Species of flowering plant in the mulberry family

Ficus exasperata, also called the sandpaper tree, forest sandpaper fig, white fig, or sandpaper leaf tree, is a deciduous, and dioecious species of plant in the mulberry family Moraceae, native to tropical Africa (an area from Senegal east to Ethiopia and south to Angola and Mozambique) and southern Asia (India, Sri Lanka, Yemen).
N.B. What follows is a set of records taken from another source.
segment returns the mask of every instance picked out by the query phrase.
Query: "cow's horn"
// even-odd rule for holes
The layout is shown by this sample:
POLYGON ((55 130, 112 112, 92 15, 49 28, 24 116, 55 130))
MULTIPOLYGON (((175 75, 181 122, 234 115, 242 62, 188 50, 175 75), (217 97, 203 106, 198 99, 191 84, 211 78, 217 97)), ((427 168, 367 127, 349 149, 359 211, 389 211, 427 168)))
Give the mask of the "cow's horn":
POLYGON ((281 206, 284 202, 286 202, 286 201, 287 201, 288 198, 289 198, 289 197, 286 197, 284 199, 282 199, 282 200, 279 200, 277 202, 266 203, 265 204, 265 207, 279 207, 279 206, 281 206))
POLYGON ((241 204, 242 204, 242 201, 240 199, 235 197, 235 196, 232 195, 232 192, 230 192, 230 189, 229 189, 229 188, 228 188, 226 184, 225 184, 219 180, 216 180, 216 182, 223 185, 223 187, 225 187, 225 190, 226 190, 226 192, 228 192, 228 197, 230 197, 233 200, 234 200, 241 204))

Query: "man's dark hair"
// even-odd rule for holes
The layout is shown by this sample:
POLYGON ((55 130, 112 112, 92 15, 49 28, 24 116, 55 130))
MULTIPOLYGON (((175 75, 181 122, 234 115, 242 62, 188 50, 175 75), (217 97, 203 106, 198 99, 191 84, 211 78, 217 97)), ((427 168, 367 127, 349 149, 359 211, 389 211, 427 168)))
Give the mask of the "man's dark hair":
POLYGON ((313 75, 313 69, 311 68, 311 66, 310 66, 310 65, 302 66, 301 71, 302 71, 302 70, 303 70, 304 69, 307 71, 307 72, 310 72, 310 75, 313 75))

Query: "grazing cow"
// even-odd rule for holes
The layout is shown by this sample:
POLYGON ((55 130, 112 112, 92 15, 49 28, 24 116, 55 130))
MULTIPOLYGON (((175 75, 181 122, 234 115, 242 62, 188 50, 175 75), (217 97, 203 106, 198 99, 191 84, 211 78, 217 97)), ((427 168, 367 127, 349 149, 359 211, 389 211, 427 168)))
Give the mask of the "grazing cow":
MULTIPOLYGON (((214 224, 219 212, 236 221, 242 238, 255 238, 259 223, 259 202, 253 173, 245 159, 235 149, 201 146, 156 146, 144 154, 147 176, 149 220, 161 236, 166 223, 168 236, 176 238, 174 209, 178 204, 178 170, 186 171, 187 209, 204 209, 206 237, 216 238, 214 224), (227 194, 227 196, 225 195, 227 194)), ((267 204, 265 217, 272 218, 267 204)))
The species was described by Martin Vahl in 1805.

==Description==
Sandpaper tree is a small to medium-sized tree in the banyan group of figs, growing to 20–30 m. The trunk develops aerial and buttressing roots to anchor it in the soil and help support heavy branches. It has almost distichous and alternate which are almost opposite, simple; blade ovate to elliptical or obovate; base acute to obtuse; apex shortly acuminate, acute or obtuse; and margin toothed to entire. Flowers are unisexual and are pink, purplish, or yellow, becomes orange or red at maturity.

==Growth and development==
Fruit is a syconium and trees may be either female or hermaphrodite. Hermaphrodite trees are functionally male. The tree is known to pollinated by the wasp Kradibia gestroi, where the female lays eggs in female trees with only short-styles. Besides sexual reproduction, the tree may grow with vegetative means propagated by seed and cuttings.